Model Onboarding¶
This guide is the shortest path for onboarding a new Diffusers-style model into omnirt.
1. Write the pipeline class¶
Create src/omnirt/models/<model_name>/pipeline.py, subclass BasePipeline, and implement the five stages:
from omnirt.core.base_pipeline import BasePipeline
from omnirt.core.registry import ModelCapabilities, register_model
@register_model(
id="my-model",
task="text2image",
default_backend="auto",
resource_hint={"min_vram_gb": 12, "dtype": "fp16"},
capabilities=ModelCapabilities(
required_inputs=("prompt",),
optional_inputs=("negative_prompt",),
supported_config=(
"model_path", "scheduler", "height", "width",
"num_inference_steps", "guidance_scale", "seed", "dtype", "output_dir",
),
default_config={
"scheduler": "euler-discrete",
"height": 1024, "width": 1024, "dtype": "fp16",
},
supported_schedulers=("euler-discrete", "ddim", "dpm-solver", "euler-ancestral"),
adapter_kinds=("lora",),
artifact_kind="image",
maturity="experimental", # experimental | beta | stable
summary="One-sentence description that shows up in `omnirt models`.",
example='omnirt generate --task text2image --model my-model --prompt "..." --backend cuda',
),
)
class MyPipeline(BasePipeline):
def prepare_conditions(self, req): ...
def prepare_latents(self, req, conditions): ...
def denoise_loop(self, latents, conditions, config): ...
def decode(self, latents): ...
def export(self, raw, req): ...
ModelCapabilities field reference¶
capabilities exposes the model's configuration surface to omnirt models, omnirt validate, and the Python API:
| Field | Purpose |
|---|---|
required_inputs |
Keys that must appear in inputs; validate() errors if missing |
optional_inputs |
Keys allowed but not required in inputs |
supported_config |
Allowed keys in config; anything outside the list is flagged as a warning |
default_config |
Fallback values when the user does not provide them (height/width/dtype…) |
supported_schedulers |
Scheduler ids actually tested for this pipeline; --scheduler outside the list emits a warning |
adapter_kinds |
Supported adapter kinds (currently only "lora") |
artifact_kind |
"image" or "video"; selects the exporter |
maturity |
experimental / beta / stable; shown in omnirt models |
summary / example |
Short description and sample command for docs and CLI |
Full definition: src/omnirt/core/registry.py.
2. Reuse the backend contract¶
Wrap backend-sensitive submodules through self.runtime.wrap_module(submodule, tag="unet").

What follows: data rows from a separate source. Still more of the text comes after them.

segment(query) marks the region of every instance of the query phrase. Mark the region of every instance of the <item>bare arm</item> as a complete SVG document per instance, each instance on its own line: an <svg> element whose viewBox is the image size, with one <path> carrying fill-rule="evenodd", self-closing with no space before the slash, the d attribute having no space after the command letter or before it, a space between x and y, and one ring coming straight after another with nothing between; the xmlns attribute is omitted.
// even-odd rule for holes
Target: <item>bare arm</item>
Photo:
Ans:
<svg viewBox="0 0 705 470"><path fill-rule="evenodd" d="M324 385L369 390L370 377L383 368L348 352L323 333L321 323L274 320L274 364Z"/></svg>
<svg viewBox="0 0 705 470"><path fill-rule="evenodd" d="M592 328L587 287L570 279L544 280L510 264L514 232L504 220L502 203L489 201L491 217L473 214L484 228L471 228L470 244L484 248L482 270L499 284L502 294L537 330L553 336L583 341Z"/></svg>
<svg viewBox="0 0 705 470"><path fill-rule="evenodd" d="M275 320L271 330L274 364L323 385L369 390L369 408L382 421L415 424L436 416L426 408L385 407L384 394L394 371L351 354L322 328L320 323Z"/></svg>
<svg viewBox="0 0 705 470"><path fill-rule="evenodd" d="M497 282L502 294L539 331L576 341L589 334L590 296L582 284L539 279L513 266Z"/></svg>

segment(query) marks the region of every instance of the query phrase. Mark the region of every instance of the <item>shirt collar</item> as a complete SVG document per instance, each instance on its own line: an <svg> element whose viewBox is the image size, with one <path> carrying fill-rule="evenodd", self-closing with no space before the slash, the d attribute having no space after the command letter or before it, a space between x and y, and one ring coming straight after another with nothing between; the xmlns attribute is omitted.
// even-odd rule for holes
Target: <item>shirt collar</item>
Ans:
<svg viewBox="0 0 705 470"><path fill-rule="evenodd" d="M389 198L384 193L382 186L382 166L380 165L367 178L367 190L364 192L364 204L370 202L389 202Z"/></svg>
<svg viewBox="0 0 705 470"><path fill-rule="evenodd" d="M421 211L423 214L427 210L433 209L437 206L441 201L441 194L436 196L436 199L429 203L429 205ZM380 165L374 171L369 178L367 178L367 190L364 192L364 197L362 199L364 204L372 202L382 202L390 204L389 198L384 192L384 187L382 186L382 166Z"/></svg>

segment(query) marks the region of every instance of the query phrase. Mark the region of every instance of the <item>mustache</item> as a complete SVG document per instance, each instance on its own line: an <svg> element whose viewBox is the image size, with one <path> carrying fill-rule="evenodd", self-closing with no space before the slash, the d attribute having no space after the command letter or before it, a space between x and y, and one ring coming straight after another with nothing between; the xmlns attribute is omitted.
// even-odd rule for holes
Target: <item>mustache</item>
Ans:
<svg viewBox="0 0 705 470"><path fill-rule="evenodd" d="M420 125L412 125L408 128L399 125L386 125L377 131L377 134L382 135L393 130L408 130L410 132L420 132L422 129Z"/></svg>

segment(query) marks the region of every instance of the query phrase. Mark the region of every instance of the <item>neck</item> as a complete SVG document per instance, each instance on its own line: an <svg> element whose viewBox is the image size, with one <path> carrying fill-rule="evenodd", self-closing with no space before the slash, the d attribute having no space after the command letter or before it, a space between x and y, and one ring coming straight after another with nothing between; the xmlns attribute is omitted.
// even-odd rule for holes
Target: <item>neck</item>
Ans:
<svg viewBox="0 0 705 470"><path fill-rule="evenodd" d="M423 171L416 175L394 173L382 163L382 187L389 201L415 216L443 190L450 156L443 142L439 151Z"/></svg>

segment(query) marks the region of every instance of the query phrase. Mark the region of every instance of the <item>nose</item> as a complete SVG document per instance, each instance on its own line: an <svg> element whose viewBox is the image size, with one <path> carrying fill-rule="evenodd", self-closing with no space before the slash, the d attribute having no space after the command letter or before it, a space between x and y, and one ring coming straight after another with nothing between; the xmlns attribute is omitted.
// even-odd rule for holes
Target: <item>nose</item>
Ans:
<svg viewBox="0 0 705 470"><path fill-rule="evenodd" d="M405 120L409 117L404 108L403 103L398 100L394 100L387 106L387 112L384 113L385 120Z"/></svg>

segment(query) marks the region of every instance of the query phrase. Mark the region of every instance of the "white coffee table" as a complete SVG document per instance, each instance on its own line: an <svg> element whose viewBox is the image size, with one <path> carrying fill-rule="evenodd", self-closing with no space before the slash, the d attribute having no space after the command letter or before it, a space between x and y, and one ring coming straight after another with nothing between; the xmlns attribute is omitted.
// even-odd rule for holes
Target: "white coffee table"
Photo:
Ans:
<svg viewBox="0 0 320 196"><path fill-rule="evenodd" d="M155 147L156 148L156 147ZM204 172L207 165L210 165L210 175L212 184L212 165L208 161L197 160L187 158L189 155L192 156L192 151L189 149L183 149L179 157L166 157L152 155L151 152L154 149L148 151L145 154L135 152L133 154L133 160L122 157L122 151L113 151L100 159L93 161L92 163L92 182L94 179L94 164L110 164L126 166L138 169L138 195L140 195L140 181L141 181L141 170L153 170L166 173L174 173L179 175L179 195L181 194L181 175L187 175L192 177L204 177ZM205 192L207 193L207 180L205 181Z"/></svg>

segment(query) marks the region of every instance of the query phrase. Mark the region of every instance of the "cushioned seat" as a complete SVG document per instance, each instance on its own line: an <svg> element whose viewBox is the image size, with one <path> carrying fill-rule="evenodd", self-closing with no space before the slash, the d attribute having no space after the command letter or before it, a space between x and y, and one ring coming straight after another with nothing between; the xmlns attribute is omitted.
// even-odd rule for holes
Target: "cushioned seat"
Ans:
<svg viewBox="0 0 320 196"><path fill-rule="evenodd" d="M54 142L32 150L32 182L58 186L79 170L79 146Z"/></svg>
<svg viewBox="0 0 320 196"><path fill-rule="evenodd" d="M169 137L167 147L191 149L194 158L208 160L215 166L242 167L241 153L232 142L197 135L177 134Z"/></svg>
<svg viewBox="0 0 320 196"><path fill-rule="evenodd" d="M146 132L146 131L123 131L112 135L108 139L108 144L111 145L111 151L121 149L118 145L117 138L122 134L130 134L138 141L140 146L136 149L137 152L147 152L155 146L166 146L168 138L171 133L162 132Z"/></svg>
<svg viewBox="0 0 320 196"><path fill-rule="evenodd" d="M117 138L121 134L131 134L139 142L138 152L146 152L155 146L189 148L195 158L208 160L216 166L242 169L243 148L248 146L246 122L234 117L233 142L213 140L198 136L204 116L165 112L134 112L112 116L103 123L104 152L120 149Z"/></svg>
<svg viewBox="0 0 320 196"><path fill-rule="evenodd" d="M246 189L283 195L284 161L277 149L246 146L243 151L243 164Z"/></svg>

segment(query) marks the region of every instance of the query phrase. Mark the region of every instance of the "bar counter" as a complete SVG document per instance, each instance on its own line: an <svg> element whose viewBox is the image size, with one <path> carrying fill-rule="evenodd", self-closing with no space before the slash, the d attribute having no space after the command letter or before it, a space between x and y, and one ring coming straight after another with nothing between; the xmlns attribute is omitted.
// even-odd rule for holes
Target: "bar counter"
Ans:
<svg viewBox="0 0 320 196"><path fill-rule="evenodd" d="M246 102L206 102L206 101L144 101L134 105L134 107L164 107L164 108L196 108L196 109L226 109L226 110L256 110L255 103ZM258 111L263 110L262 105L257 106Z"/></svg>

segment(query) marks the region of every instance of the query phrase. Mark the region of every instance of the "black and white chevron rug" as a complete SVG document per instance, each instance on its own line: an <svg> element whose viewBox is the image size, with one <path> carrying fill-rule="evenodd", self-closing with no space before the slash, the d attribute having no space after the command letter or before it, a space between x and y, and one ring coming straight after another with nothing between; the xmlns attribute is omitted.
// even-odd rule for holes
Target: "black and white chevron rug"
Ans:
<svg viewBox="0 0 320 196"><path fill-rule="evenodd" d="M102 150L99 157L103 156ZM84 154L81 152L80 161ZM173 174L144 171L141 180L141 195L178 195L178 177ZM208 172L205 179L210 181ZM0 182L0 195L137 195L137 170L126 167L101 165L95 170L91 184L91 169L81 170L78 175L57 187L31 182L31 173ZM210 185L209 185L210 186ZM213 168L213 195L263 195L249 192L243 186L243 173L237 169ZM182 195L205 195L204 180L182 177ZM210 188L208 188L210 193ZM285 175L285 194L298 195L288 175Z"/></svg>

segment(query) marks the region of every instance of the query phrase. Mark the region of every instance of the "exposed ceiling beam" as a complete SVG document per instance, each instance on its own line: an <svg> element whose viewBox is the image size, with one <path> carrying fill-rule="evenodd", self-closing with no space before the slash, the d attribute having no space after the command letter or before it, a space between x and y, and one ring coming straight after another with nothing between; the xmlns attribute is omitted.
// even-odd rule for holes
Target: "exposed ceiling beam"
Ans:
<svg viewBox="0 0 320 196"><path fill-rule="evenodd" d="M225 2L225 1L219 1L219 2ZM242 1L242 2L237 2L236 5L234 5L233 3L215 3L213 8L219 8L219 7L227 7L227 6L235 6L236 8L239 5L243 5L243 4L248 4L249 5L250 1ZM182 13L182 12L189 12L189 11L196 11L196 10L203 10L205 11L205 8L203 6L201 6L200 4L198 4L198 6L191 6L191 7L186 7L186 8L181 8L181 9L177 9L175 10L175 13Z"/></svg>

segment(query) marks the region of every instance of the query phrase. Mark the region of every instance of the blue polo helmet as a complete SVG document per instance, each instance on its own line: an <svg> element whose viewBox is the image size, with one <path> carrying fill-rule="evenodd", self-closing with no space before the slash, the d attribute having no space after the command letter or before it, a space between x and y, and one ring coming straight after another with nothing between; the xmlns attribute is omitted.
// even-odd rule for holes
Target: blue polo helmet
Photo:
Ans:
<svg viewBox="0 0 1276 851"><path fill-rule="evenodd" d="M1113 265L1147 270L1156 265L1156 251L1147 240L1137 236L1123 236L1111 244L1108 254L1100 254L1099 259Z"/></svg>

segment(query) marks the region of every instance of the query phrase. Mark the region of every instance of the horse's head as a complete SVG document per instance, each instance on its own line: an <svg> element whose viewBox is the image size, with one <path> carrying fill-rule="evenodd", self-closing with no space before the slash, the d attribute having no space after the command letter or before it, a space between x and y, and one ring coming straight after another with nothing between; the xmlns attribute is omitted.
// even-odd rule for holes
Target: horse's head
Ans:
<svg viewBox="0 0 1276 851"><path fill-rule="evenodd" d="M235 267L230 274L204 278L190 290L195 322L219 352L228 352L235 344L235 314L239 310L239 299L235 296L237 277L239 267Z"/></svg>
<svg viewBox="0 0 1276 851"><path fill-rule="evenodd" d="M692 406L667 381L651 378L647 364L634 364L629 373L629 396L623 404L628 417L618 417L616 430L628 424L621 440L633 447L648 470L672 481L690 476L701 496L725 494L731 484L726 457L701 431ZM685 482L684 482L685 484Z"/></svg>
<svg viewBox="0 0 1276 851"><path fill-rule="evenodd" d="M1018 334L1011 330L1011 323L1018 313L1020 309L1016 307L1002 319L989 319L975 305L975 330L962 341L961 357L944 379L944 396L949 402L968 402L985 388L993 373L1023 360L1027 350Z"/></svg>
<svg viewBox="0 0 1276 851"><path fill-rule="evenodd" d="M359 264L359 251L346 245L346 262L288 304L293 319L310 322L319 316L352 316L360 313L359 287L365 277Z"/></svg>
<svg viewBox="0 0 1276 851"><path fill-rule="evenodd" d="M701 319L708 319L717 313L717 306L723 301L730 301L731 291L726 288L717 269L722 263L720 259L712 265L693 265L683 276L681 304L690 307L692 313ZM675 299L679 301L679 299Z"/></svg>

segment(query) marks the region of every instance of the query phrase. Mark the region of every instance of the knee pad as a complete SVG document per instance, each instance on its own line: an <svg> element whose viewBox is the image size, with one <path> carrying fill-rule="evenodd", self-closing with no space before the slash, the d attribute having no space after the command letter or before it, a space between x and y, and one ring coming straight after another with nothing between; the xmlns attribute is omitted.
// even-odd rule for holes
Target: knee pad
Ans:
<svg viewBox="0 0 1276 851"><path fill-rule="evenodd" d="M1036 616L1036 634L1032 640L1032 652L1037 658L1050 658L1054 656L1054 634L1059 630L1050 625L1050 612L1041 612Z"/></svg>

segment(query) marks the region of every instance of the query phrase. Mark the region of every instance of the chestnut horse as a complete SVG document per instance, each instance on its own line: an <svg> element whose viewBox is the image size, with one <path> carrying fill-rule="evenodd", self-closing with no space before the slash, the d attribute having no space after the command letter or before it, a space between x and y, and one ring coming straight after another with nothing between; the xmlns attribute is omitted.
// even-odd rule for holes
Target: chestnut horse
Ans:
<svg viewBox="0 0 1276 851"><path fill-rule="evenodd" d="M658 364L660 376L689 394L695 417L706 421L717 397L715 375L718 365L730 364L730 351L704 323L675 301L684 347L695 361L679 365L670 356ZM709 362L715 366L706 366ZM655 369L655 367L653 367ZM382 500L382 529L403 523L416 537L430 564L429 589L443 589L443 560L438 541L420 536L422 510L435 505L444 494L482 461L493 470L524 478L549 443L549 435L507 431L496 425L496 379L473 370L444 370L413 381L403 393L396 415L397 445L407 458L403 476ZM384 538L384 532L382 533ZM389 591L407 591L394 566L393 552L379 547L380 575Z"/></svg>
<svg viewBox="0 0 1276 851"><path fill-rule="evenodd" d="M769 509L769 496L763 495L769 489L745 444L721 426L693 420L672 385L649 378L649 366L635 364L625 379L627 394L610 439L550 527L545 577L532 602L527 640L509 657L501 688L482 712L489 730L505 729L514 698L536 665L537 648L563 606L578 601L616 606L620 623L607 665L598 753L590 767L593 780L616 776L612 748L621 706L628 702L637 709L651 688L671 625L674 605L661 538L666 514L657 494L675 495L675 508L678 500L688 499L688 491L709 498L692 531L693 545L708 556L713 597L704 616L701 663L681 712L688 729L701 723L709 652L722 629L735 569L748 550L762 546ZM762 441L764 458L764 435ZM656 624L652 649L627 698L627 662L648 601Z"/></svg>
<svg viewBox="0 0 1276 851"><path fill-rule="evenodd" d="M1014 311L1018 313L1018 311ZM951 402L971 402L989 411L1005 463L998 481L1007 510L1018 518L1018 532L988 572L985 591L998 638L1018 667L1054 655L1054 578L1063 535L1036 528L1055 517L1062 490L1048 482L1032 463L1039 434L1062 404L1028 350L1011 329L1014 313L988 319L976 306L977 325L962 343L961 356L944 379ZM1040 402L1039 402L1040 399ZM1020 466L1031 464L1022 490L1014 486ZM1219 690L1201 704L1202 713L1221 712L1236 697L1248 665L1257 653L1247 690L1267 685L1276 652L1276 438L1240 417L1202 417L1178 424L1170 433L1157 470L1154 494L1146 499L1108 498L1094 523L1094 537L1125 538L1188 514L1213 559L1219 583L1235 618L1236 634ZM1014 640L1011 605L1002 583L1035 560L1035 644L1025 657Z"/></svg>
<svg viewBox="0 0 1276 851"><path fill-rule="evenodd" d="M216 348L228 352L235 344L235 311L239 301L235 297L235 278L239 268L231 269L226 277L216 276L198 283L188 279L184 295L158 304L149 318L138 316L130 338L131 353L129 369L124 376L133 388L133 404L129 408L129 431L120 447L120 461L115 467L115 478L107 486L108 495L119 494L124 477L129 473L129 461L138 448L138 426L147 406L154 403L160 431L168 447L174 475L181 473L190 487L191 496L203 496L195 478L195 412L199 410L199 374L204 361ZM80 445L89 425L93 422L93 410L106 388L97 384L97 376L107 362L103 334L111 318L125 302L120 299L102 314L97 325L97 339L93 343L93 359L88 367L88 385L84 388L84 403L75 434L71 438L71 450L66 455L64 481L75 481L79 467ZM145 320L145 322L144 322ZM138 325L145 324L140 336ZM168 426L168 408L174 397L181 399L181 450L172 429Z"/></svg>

This gives the new model compile / override / eager fallback behavior without any model-specific backend code, and every attempt lands in RunReport.backend_timeline.
3. Register aliases (optional)¶
Stacking @register_model(...) decorators lets one pipeline class expose several ids. Mark the alias variant with alias_of so it shows up in a dedicated "Aliases" block in omnirt models --format markdown instead of cluttering the main list:
@register_model(
id="flux2.dev",
task="text2image",
capabilities=ModelCapabilities(summary="Flux 2 dev text-to-image pipeline."),
)
@register_model(
id="flux2-dev",
task="text2image",
capabilities=ModelCapabilities(
summary="Flux 2 dev text-to-image pipeline.",
alias_of="flux2.dev",
),
)
class Flux2Pipeline(BasePipeline):
...
Each decorator invocation writes its own registry entry; get_model("flux2-dev") and get_model("flux2.dev") resolve to the same class.
4. Formats and conventions¶
- Weights:
safetensorsonly. - Adapters: validate the path in
__init__, then apply once insideprepare_conditionsafter the real pipeline is materialized; single-file adapters may come from local paths or Hugging Face. - Artifacts:
exportreturnsArtifactrecords with complete file paths; the CLI echoesArtifact.path.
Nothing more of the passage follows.